Creating and submitting a job
The typical way of creating a job is to write a submission script. A submission script is a shell script, e.g. a Bash script, whose comments #, if they are prefixed with SBATCH, are understood by Slurm as parameters describing resource requests and other submissions options. You can get the complete list of parameters from the sbatch manpage man sbatch.
The first line of a submission script must be the shebang, e.g.:
#!/bin/bash
which must be followed by the #SBATCH directives.
A possible heading of a submission script, which might be called run_ppl.cmd, can be:
#!/bin/bash
#SBATCH --job-name=my_job_1
#SBATCH --time=00:10:00
#SBATCH --ntasks=1
#SBATCH --mem-per-cpu=100
#SBATCH --error=job.%j.err
#SBATCH --output=job.%j.out
In this submission script a job called my_job_1 requests 1 CPU (task) for 10 minutes of time, with 100 MB of RAM memory per CPU, in the default partition (since the partition is not specified). It is possible to specify a particular partition with the --partition option. Possible error messages due to the job and the output produced by the job will be saved in the job.<JOBID>.err and job.<JOBID>.out files. Instead of requiring the amount of RAM memory per CPU with the --mem-per-cpu option, it is possible to request the amount of RAM memory per node with the --mem option.
After the heading, the submission script run_ppl.cmd might continue as:
cd /path/to/my_working_directory
srun ./my_executable
srun hostname
srun sleep 60
exit 0
that is, a working directory, /path/to/my_working_directory, is set and the job will run the first job step srun ./my_executable, namely it will execute the program executable my_executable in the working directory (./) on the node where the resource requested by the heading part of the job script is allocated. Then, a second job step, srun sleep 60, will execute the sleep 60 command on the requested resource. The command srun in front of the ./my_executable, the hostname, and the sleep 60 commands is optional.

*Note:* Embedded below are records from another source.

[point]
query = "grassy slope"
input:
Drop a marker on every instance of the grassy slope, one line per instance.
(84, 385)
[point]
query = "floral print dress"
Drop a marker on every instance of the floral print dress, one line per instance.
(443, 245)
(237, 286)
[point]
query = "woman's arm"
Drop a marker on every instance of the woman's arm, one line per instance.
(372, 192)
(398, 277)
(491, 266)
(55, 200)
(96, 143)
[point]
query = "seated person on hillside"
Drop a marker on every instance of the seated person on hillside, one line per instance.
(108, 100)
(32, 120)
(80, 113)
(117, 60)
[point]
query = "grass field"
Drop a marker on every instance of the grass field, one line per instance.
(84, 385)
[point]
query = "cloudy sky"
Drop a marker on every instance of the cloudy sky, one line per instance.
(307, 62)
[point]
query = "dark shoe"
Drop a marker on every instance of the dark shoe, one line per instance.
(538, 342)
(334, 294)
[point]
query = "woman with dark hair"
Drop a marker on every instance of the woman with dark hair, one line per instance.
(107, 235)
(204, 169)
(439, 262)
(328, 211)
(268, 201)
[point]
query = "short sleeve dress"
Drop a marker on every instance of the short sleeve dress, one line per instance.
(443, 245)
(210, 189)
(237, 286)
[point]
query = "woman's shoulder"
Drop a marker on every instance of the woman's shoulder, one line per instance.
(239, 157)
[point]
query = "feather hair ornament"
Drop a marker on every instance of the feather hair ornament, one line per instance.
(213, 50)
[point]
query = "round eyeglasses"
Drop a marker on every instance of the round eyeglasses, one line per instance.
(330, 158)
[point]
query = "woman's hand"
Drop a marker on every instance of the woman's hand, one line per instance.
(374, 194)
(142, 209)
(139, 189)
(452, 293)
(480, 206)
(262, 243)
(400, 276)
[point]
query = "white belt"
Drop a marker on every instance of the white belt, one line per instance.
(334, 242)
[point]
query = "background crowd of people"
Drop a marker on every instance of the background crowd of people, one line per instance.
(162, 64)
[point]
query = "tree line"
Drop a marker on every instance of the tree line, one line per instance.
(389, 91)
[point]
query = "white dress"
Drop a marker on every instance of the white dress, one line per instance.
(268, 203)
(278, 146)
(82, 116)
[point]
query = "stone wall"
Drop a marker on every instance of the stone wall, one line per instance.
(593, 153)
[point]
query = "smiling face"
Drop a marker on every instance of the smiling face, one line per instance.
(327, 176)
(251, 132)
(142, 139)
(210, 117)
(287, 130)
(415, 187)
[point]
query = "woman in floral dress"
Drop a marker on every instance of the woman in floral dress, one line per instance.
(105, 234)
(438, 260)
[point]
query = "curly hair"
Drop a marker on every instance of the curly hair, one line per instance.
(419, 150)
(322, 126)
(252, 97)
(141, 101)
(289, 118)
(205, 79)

After writing the submission script, it has to be submitted to Slurm through the sbatch command:
$ sbatch run_ppl.cmd
sbatch: Submitted batch job 83
The job then enters the queue in the PENDING state. Once resources become available and the job has highest priority, an allocation is created for it and it goes to the RUNNING state. If the job completes correctly, it goes to the COMPLETED state, otherwise, it is set to the FAILED state.
To obtain near-realtime information about the running job (e.g. memory consumption) you can execute the sstat command:
$ sstat -j <JOBID>
Specifically, you can select which information you want the command sstat to show with the --format option (see the manpage man sstat for more information on this command).
GPU JOBS
If you want to submit a GPU job a possible sbatch script can be:
#!/bin/bash
#SBATCH --job-name=my_gpu_job
#SBATCH --time=00:10:00
#SBATCH --ntasks=1
#SBATCH --gres=gpu:4 #use all gpu
#SBATCH --partition=gpu
#SBATCH --error=job.%j.err
#SBATCH --output=job.%j.out